Accordingly, the order of the Appellate Division should be modified, with costs to plaintiff, to the extent of reversing the dismissal of plaintiff’s first cause of action and remitting the case to Supreme Court, Nassau County, for a
Chief Judge Cooke and Judges Gabrielli, Jones, Wachtler and Fuchsberg concur; Judge Meyer taking no part.

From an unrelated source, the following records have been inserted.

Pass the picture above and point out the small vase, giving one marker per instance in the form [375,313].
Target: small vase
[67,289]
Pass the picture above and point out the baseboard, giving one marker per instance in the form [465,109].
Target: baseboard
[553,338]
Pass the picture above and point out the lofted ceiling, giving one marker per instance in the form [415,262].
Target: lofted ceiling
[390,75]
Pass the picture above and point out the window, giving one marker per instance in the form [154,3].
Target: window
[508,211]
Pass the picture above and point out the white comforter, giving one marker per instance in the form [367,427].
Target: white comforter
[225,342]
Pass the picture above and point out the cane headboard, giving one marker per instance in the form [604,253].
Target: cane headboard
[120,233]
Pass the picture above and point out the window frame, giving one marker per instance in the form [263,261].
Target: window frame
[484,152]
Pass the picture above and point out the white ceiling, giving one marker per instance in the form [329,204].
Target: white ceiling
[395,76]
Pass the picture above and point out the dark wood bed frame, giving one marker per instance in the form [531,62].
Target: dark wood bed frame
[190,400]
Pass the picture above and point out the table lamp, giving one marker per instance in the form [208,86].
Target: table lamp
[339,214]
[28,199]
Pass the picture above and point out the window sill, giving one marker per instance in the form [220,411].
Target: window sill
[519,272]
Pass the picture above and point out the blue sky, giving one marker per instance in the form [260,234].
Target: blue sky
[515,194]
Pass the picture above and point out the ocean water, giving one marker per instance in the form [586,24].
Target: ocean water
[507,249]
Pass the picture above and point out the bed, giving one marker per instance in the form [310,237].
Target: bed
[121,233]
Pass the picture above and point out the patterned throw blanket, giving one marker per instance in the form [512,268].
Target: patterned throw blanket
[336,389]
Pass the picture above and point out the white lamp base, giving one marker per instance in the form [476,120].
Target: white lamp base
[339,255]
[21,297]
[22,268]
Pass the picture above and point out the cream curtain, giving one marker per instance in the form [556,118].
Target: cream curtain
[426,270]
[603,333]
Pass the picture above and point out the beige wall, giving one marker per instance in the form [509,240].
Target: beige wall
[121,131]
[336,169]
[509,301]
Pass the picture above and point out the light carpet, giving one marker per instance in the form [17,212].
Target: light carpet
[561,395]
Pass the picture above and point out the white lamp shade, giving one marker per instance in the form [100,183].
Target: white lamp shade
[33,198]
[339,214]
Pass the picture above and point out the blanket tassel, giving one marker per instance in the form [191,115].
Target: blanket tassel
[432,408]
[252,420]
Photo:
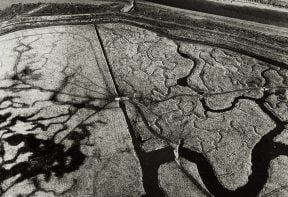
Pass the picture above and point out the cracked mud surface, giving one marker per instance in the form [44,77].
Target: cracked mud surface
[63,133]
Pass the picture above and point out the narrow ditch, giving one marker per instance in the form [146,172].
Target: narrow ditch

Order modified, with costs to plaintiff, and the case remitted to Supreme Court, Nassau County, for a trial on the issue of plaintiff’s damages in accordance with the opinion herein and, as so modified, order affirmed.
Notes
As a second cause of action, plaintiff alleged that defendant was negligent in conducting its title search by failing to discover the public records of the condemnations. The Appellate Division held that this second cause of action properly was dismissed because any claim of negligence in the title search merged into the subsequently issued title policy pursuant to the express terms of the certificate of title. Inasmuch as no appeal was taken by plaintiff from this determination, we do not concern ourselves here with plaintiff’s second cause of action in negligence.